Guiding consumers since 2009

Beware of contract terms and conditions

By Jessica Anne Wood

Before signing on the dotted line, make sure you know what you are getting with any contract that you sign. This not only applies to employment contracts, but service contracts as well, such as insurance or mobile network contracts.

This is something that one consumer found out the hard way. In a recent news report, it was highlighted that a consumer had taken up a contract with MWEB which offered customers three months of ADSL and three months of ShowMax. This was advertised on the MWEB website, but the deal has since ended.

The consumer purports that he was not informed that the deal actually resulted in him taking out a yearlong ShowMax subscription for which he was paying an additional R99 per month. (For more, scroll down)

Things to do before agreeing to a contract

This case emphasises the need for consumers to scrutinise any contract before signing. Below are some tips to help you before signing a contract or taking out an agreement.

Neville Melville, Consumer Goods and Services Ombud (CGSO), highlighted the importance of reading the fine print. This is especially important when something is offered as ‘free’. He noted: “Last Friday I narrowly missed being caught out when I decided to click on “terms” of supposedly free scanning software instead of “accept” and discovered there were all sorts of other conditions and costs. So ask for/ read the terms is my first bit of advice.”

In addition, if agreeing to a contract or ordering something over the phone, find out if the call is recorded. Melville pointed out that these recordings have proved useful to the CGSO investigations.

Another suggestion that Melville made was to Google ‘scam’ together with the name of the product you are interested in. Not everything may be accurate or even relevant to the product, but it will give you an idea of the public perception of it.

“Another thing to watch out for is that the true payment sought by the supplier may be information on your buying habits via cookies,” added Melville.

“Under the Consumer Protection Act, suppliers may not use false, misleading or deceptive representations/ marketing tactics and are under an obligation to bring onerous terms to the attention of the consumer,” emphasised Melville.

In other words, when taking out a contract or signing an agreement, the supplier is required to inform the consumer about any relevant terms.

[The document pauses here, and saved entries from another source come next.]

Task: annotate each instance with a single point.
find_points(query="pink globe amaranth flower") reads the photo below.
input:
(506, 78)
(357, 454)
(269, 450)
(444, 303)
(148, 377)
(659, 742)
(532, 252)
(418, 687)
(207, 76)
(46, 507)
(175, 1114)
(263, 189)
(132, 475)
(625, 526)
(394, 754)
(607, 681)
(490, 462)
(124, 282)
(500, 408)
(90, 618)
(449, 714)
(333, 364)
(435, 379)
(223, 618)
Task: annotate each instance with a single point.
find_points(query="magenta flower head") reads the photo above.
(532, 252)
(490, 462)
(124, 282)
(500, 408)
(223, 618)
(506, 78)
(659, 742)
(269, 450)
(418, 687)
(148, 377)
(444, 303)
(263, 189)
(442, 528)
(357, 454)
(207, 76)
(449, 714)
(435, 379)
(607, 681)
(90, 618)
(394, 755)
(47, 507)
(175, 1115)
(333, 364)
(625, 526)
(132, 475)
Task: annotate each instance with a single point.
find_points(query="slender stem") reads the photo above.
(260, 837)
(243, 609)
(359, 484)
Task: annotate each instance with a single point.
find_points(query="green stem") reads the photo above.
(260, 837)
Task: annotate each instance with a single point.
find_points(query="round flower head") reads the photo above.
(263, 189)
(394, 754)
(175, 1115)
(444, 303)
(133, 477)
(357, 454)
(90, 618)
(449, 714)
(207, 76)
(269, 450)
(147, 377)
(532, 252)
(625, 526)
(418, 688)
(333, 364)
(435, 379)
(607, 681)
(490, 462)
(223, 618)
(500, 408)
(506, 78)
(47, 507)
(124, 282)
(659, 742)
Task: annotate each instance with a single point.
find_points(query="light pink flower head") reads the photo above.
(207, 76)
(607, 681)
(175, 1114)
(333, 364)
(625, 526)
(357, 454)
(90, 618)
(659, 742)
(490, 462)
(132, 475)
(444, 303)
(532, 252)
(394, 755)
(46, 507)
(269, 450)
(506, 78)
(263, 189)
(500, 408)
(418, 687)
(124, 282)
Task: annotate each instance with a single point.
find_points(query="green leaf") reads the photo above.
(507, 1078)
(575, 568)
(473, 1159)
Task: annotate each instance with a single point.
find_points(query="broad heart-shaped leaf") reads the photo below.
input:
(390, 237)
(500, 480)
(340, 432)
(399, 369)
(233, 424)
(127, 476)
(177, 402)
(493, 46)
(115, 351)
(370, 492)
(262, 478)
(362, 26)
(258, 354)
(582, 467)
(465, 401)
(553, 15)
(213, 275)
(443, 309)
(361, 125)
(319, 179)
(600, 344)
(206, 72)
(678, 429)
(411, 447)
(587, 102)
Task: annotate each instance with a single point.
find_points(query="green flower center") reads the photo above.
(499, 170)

This could include additional charges, or the sale of information to third parties.

MWEB and ShowMax

The consumer in the above instance noted that he was not informed that he would be charged an additional R99 per month for the ShowMax subscription prior to taking out the contract with MWEB. He was subsequently informed that the ShowMax contract could not be terminated after the three months.

The consumer complained to the Advertising Standards Authority of South Africa (ASASA) claiming misleading advertising on the part of MWEB. However, as the advertising campaign had already ended and been removed by MWEB from the website, the ASASA couldn’t do anything.

In a statement, MWEB told Justmoney: “MWEB has resolved a complaint to the Advertising Standards Authority (ASA) regarding a recent ShowMax promotion.

“As per the ruling, the ASA considered all relevant documentation from all parties and the undertaking by MWEB made to the ASA addresses the complainants concerns. The promotion has since concluded and advertising relating to it has been removed.”

It is vital that you ensure you ask any relevant questions and understand all the terms and conditions before signing or agreeing to anything, to prevent yourself from falling into a similar situation.